Affiliation:
1. Professor.
2. Associate Professor, Department of Pharmacology.
3. Assistant Professor.
4. Professor, Department of Anesthesiology.
Abstract
Background
Although upregulation of cyclooxygenase (COX)-2 in spinal cord after peripheral inflammation has been well documented, the effect of surgery on spinal COX-2 has not been examined in detail. The present study uses a bilateral foot incision in rats to examine the magnitude and duration of surgically induced changes in spinal COX-2 protein.
Methods
A longitudinal incision was made in both plantar hind paws of isoflurane-anesthetized rats. Spinal cords were removed at various postoperative times (1-48 h), and spinal COX-2 protein levels were compared with the results of Western blot analysis. Ropivacaine-induced blockade of sciatic nerve function was used to determine the importance of afferent nerve activity on spinal COX-2 after incision. Dexamethasone and the COX-2-selective inhibitor L-745,337 were administered intrathecally to modulate spinal COX-2 after incision.
Results
COX-2 protein levels increased in the lumbar spinal cord at 3 (1.32-fold) and 6 (1.26-fold) h after bilateral foot incision. At later times, lumbar COX-2 levels were no different than in control animals not undergoing surgery. Cervical COX-2 protein levels remained unchanged. Sciatic nerve blockade with ropivacaine did not prevent the increase in lumbar spinal COX-2 protein levels after incision.
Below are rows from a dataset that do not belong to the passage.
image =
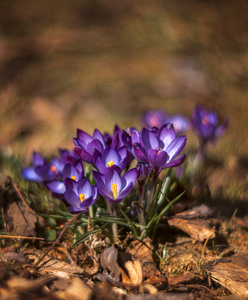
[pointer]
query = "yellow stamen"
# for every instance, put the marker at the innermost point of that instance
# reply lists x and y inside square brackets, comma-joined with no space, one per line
[114,190]
[110,163]
[82,198]
[53,169]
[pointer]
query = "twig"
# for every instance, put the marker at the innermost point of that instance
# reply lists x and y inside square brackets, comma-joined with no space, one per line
[56,242]
[21,237]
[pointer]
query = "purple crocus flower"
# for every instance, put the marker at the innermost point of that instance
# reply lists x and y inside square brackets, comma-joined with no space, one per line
[80,195]
[85,144]
[43,169]
[114,187]
[180,123]
[75,173]
[144,169]
[154,118]
[206,125]
[110,158]
[160,148]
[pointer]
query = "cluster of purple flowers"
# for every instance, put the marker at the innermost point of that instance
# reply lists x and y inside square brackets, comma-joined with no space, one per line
[155,147]
[154,150]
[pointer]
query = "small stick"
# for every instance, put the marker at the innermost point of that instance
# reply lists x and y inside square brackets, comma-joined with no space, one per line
[21,237]
[56,242]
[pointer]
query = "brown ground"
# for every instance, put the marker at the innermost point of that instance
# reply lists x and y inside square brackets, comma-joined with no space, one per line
[91,64]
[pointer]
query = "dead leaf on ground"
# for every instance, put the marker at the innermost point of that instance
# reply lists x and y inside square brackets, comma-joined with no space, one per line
[19,217]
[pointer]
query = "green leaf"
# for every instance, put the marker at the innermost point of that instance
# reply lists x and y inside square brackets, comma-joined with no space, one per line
[167,207]
[135,233]
[85,236]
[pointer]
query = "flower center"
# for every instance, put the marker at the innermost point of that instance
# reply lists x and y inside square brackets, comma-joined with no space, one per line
[110,163]
[81,197]
[53,169]
[114,190]
[205,121]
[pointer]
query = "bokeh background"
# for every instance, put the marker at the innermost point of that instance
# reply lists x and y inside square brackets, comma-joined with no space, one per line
[95,63]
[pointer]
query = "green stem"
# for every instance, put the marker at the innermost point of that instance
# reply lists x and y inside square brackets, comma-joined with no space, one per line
[114,225]
[141,217]
[152,191]
[163,191]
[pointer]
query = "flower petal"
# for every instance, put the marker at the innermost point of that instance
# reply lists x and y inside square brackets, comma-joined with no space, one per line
[140,152]
[176,162]
[166,134]
[176,146]
[129,177]
[149,139]
[72,198]
[57,187]
[157,159]
[31,175]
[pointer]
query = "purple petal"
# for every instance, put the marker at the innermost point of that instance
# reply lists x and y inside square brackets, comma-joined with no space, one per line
[112,177]
[31,175]
[97,135]
[37,159]
[84,187]
[149,140]
[94,144]
[86,203]
[99,165]
[122,164]
[84,137]
[166,134]
[126,191]
[176,162]
[57,187]
[69,171]
[72,198]
[84,155]
[129,177]
[122,152]
[139,152]
[176,146]
[157,159]
[109,154]
[94,192]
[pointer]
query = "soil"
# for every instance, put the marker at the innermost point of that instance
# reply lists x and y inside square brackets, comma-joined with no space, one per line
[93,64]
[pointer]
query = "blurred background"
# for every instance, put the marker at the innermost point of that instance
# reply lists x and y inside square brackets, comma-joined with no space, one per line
[94,63]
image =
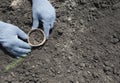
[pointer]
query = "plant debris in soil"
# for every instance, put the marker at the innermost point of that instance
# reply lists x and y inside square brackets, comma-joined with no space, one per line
[36,37]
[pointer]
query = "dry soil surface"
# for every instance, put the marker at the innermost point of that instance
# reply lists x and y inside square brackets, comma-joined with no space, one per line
[84,46]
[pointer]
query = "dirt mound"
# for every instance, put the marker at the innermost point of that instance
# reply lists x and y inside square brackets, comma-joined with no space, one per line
[84,46]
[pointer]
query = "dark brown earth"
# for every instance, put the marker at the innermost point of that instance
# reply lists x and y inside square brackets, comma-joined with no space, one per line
[36,37]
[84,46]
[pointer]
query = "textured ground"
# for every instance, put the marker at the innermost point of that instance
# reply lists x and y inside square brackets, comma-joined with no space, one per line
[84,46]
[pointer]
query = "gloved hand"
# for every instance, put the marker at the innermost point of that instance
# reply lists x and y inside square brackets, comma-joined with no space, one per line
[43,11]
[9,39]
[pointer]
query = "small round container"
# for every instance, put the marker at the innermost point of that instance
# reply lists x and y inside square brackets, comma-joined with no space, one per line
[36,37]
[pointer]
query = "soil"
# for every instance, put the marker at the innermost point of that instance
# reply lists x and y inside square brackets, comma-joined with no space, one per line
[36,37]
[84,46]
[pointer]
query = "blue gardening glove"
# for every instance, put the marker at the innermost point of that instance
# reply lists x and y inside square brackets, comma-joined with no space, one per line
[43,11]
[9,39]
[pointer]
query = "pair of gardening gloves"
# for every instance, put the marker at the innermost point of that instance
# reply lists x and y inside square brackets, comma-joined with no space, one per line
[11,37]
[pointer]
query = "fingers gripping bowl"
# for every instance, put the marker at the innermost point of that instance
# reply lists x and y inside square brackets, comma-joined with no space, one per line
[36,37]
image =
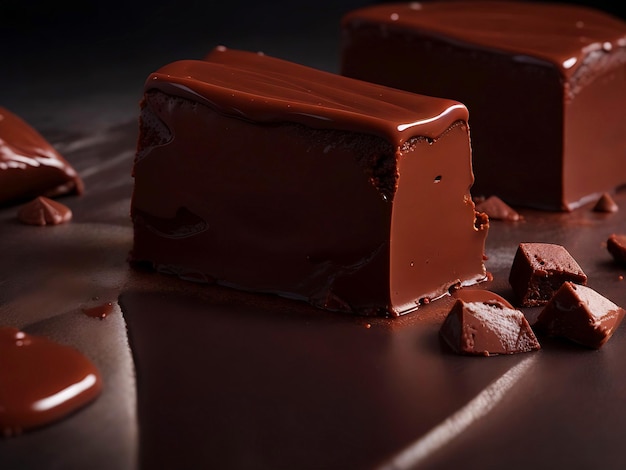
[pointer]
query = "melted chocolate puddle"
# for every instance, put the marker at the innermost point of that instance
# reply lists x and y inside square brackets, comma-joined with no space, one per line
[41,381]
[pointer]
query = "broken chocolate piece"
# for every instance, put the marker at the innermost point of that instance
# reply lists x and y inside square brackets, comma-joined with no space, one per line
[539,270]
[44,211]
[29,165]
[616,244]
[581,315]
[41,381]
[497,209]
[555,75]
[605,204]
[486,328]
[345,215]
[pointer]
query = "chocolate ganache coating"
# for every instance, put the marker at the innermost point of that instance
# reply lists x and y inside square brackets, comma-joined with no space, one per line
[265,175]
[544,83]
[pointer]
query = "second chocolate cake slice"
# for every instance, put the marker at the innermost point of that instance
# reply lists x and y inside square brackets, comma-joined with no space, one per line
[268,176]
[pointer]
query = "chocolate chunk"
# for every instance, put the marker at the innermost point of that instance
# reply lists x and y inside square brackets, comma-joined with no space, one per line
[539,270]
[497,209]
[44,211]
[41,381]
[268,176]
[581,315]
[605,204]
[486,328]
[616,244]
[481,295]
[29,165]
[548,133]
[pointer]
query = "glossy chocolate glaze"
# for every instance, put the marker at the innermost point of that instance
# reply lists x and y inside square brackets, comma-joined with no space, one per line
[268,176]
[538,271]
[544,84]
[29,165]
[41,381]
[229,379]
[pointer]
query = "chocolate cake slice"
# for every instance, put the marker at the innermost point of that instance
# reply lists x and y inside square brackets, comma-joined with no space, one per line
[545,85]
[268,176]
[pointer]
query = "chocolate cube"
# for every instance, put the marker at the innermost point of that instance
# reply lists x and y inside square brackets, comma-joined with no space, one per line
[580,314]
[487,328]
[545,85]
[539,270]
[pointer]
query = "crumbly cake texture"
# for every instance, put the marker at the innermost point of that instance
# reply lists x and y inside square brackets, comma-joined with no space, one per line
[580,314]
[539,270]
[555,75]
[345,215]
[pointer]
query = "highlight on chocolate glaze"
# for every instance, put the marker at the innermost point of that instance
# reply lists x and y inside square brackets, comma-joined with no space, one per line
[554,143]
[29,165]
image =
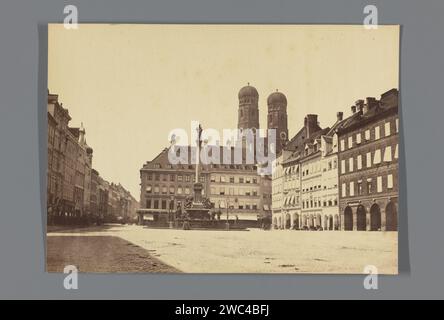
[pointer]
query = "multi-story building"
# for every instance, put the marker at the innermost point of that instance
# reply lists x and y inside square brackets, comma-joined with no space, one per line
[277,194]
[75,192]
[57,200]
[234,189]
[165,187]
[51,176]
[287,197]
[330,179]
[94,194]
[368,157]
[311,181]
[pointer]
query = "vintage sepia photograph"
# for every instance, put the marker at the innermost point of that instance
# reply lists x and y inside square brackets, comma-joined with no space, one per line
[193,148]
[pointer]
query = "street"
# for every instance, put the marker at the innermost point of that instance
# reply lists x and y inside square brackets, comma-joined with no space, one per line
[254,251]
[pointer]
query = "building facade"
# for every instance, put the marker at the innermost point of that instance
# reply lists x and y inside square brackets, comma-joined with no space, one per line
[75,192]
[236,191]
[368,156]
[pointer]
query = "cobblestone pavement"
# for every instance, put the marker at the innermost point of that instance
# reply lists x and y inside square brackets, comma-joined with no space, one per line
[258,251]
[100,254]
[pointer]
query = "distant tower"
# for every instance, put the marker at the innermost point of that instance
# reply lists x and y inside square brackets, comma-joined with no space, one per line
[277,118]
[248,117]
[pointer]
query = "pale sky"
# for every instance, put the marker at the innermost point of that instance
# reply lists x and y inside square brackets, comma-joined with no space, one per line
[131,85]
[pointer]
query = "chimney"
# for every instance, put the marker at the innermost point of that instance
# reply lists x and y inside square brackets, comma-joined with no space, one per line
[360,106]
[353,108]
[339,116]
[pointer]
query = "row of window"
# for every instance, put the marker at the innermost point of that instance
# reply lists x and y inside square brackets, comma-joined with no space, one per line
[357,187]
[233,192]
[172,177]
[212,166]
[236,206]
[233,180]
[388,156]
[169,190]
[159,204]
[317,203]
[367,134]
[319,187]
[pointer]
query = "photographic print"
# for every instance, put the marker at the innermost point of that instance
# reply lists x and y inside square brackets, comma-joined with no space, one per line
[192,148]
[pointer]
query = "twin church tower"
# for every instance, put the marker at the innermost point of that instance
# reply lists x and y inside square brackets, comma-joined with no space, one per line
[248,117]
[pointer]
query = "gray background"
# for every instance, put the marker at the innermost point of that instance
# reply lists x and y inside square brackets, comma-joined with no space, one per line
[23,41]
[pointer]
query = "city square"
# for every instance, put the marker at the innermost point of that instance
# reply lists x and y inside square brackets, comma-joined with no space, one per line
[251,251]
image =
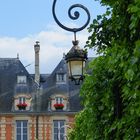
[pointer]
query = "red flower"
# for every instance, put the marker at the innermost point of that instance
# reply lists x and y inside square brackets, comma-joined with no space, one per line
[22,105]
[57,105]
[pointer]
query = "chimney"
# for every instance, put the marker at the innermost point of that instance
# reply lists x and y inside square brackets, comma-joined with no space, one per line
[37,73]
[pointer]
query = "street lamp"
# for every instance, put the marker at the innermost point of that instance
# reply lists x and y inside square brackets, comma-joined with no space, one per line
[65,135]
[76,57]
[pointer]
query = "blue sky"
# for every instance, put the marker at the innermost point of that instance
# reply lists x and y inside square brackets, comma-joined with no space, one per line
[24,22]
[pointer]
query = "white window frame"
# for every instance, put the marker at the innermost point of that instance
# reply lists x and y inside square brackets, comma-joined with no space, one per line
[21,79]
[60,78]
[21,128]
[59,129]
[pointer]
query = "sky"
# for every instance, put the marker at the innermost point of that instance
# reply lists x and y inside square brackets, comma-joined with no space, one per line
[25,22]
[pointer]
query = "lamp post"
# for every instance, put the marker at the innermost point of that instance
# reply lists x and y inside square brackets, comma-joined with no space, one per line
[76,57]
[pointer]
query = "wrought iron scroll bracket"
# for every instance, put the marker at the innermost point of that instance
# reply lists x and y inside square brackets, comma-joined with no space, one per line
[73,17]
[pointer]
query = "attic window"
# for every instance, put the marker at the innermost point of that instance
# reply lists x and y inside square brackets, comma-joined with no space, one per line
[58,102]
[21,79]
[22,102]
[61,78]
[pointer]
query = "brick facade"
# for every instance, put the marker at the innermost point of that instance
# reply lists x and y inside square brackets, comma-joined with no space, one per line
[45,126]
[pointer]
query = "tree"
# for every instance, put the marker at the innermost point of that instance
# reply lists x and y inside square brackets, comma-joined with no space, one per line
[111,93]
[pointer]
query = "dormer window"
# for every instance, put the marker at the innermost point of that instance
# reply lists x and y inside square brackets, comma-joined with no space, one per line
[58,102]
[60,78]
[22,102]
[21,79]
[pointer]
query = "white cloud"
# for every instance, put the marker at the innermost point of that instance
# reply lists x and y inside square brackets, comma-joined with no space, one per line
[53,43]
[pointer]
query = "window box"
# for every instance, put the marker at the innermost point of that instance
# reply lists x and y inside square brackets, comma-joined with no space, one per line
[22,106]
[58,106]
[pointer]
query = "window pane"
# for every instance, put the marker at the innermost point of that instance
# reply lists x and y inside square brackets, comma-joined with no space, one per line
[55,124]
[18,137]
[62,130]
[24,130]
[21,130]
[24,137]
[24,123]
[55,130]
[55,137]
[61,123]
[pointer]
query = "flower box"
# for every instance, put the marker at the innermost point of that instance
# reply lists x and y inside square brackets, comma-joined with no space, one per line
[22,106]
[58,106]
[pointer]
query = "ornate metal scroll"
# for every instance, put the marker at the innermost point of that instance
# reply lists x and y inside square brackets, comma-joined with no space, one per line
[73,17]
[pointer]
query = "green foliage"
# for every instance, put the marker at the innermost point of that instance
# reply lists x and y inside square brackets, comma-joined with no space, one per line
[115,76]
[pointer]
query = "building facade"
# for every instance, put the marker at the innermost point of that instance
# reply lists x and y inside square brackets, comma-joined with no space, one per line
[36,106]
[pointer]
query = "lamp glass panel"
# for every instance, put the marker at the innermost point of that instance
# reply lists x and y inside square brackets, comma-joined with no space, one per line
[76,68]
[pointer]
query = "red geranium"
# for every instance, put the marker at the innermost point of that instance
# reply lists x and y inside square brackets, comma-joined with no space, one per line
[57,105]
[22,105]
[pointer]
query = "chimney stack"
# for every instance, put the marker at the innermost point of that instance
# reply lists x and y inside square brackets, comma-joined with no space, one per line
[37,73]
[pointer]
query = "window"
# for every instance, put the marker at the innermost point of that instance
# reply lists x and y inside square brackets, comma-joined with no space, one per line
[21,79]
[59,100]
[21,130]
[58,129]
[61,78]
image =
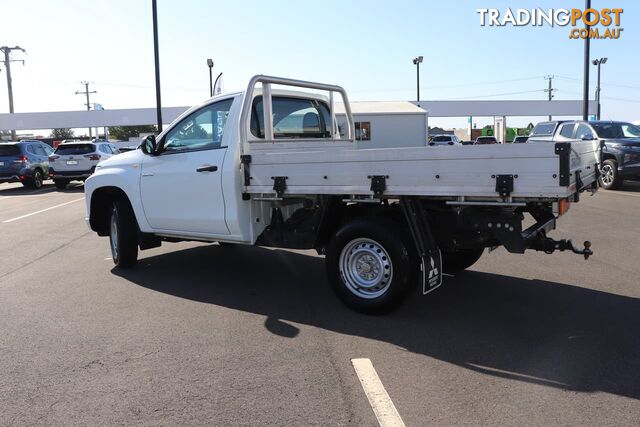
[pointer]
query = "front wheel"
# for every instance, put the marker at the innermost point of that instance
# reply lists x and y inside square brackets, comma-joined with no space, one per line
[370,265]
[37,180]
[609,177]
[123,235]
[61,184]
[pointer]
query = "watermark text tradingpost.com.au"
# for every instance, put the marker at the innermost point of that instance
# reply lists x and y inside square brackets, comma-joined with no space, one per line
[606,21]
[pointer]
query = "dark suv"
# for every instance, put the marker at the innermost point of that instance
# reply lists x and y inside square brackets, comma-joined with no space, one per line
[621,152]
[25,161]
[620,149]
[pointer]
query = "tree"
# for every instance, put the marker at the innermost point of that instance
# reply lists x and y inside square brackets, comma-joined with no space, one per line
[62,133]
[125,132]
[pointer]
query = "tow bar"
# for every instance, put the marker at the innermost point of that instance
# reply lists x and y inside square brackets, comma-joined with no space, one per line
[548,245]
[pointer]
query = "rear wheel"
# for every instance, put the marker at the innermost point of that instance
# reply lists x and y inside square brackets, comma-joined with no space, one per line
[61,184]
[123,235]
[459,260]
[609,177]
[370,265]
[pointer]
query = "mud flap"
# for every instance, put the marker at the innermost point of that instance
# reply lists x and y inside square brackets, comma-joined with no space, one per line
[428,250]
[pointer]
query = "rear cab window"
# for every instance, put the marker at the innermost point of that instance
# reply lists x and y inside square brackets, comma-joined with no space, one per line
[75,149]
[9,150]
[544,129]
[567,130]
[293,118]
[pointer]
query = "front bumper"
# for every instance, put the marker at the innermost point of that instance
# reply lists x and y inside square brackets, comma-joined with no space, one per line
[54,174]
[11,178]
[629,166]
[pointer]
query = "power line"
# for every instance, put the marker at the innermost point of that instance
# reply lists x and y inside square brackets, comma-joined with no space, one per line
[86,92]
[550,89]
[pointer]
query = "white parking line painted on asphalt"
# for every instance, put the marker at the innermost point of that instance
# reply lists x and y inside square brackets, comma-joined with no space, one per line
[34,193]
[42,210]
[619,193]
[379,399]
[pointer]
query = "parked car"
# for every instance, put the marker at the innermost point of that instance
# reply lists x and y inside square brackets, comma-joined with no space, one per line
[444,140]
[77,161]
[620,150]
[128,148]
[481,140]
[379,215]
[25,161]
[520,139]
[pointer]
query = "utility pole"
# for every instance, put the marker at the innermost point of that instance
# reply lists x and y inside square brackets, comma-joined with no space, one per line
[156,55]
[585,87]
[597,63]
[86,92]
[7,64]
[550,89]
[417,61]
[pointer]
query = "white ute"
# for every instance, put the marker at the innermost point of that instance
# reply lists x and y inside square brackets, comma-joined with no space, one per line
[269,167]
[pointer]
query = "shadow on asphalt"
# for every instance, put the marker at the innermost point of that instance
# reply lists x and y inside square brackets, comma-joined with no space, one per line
[631,186]
[534,331]
[47,188]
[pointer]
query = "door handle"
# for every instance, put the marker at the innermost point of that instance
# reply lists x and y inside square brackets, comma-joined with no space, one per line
[207,169]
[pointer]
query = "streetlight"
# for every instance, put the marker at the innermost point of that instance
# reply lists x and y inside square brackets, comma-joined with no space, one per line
[210,64]
[417,61]
[597,63]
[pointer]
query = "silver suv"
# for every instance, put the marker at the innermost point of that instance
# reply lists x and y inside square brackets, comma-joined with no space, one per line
[77,160]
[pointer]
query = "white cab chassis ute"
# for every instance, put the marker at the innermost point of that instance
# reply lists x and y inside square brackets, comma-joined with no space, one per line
[269,167]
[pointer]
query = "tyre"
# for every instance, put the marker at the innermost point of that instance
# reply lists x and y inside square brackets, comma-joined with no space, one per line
[123,235]
[371,265]
[61,184]
[609,177]
[456,261]
[36,181]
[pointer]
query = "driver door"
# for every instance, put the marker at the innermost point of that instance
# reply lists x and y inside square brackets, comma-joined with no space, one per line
[181,186]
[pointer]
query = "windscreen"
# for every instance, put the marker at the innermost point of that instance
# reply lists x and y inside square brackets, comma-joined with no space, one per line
[71,149]
[544,129]
[441,138]
[9,150]
[616,130]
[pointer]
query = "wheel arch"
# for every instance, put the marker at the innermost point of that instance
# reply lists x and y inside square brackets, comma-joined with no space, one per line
[101,204]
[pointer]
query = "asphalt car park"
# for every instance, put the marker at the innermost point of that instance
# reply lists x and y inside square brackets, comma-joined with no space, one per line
[200,333]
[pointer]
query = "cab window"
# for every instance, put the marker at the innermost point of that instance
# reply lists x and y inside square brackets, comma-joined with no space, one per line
[293,118]
[584,131]
[202,130]
[567,130]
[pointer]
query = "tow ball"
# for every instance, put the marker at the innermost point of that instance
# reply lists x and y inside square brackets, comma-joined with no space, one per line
[549,246]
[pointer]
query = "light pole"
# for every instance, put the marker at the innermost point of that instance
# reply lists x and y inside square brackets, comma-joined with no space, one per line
[7,65]
[597,63]
[210,64]
[156,55]
[417,61]
[585,83]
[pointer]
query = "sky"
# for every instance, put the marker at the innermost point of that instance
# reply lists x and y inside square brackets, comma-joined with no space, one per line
[365,46]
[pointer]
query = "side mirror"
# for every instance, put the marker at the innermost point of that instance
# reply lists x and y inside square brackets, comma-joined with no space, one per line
[149,145]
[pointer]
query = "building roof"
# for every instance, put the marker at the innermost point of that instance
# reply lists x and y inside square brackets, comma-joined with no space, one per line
[381,107]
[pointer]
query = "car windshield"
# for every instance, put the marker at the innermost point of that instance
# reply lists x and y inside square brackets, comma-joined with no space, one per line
[617,130]
[69,149]
[441,138]
[9,150]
Intrathecal dexamethasone decreased lumbar spinal COX-2 levels after incision, and an intrathecal COX-2-selective inhibitor did not reduce the COX-2 upregulation.
Conclusions
After bilateral foot incision in rats, lumbar spinal COX-2 protein levels increase, although the magnitude and duration are less than reported in models of peripheral inflammation. This COX-2 upregulation does not seem to be mediated by afferent nerve activity.
Publisher
Ovid Technologies (Wolters Kluwer Health)
Subject
Anesthesiology and Pain Medicine
Cited by
42 articles.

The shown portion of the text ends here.